Program: ...io\build\build_debug-internal-64\clients\bin64\drcachesim.exe
File: C:\Program Files (x86)\Microsoft Visual Studio\2017\Community\VC\Tools\MSVC\14.16.27023\include\vector
Line: 1742
Expression: vector subscript out of range
For information on how your program can cause an assertion
failure, see the Visual C++ documentation on asserts.
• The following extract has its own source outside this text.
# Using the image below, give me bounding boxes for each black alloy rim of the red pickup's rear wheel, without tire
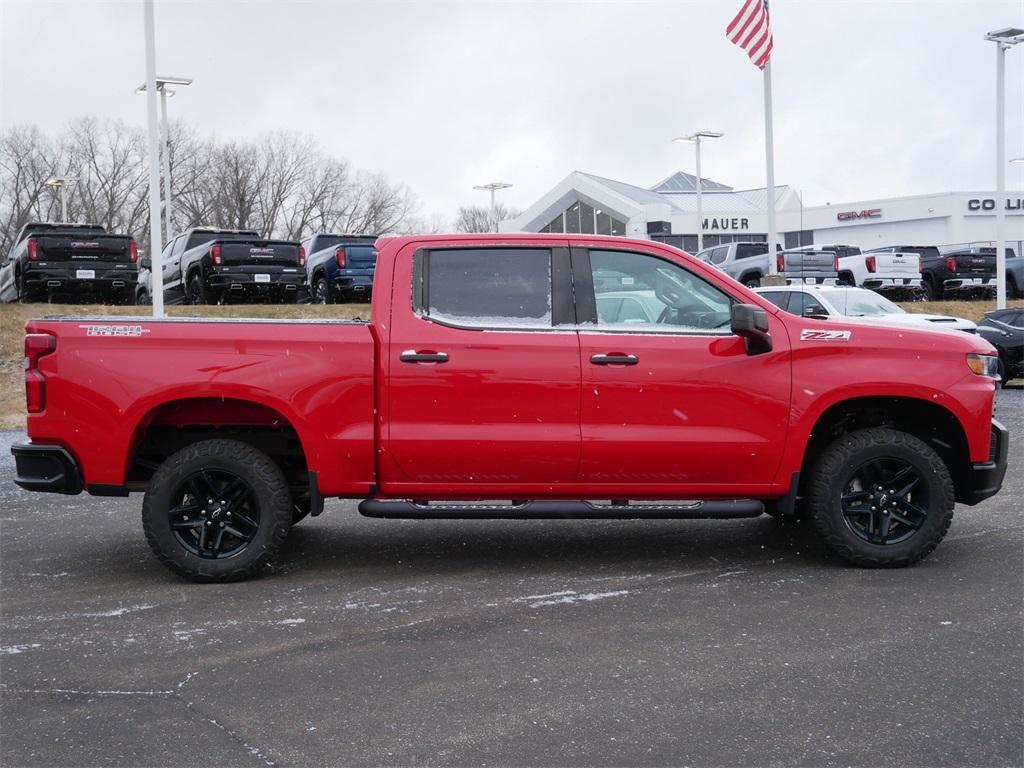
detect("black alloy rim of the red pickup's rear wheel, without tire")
[169,469,260,560]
(Press Retry to debug the application)
---------------------------
Abort Retry Ignore
---------------------------
In a local run there was one other msgbox I did not yet try to suppress, b/c the suite kept going and the app was killed properly:
win32.tls.exe popped this up but it disappeared after ~30s:
---------------------------
Microsoft Visual C++ Runtime Library
---------------------------
Debug Error!
Program: ...d_suite\build_debug-internal-32\suite\tests\bin\win32.tls.exe
abort() has been called
(Press Retry to debug the application)
---------------------------
Abort Retry Ignore
---------------------------
Several other tests have timed out (our CTest 90s timeout) with their last output 'About to create thread' on this VS2017/Win10 setup, presumably covered by #4058: 32-bit drutil-test; 64-bit callback; 32-bit drmgr-test up above.
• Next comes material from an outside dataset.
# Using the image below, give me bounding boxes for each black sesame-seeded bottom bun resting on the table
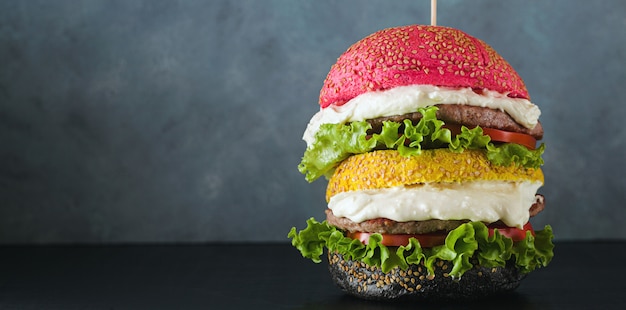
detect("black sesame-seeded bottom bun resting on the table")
[328,253,525,301]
So we have several action items:
- Add the _CrtSetReportMode to tools.h to avoid popups in test apps too
- Try to repro the hang in either client.events or drcachesim or the invariants test app
- If the app dies, on Windows drcachesim seems to wait forever for the pipe: can we add a timeout there
- Figure out and fix the underlying cause of the drcachesim vector abort()
- Figure out and fix the underlying cause of the win32.tls.exe abort()
- Try to repro and fix the problem at 'About to create thread'
Some of that may overlap with #4058.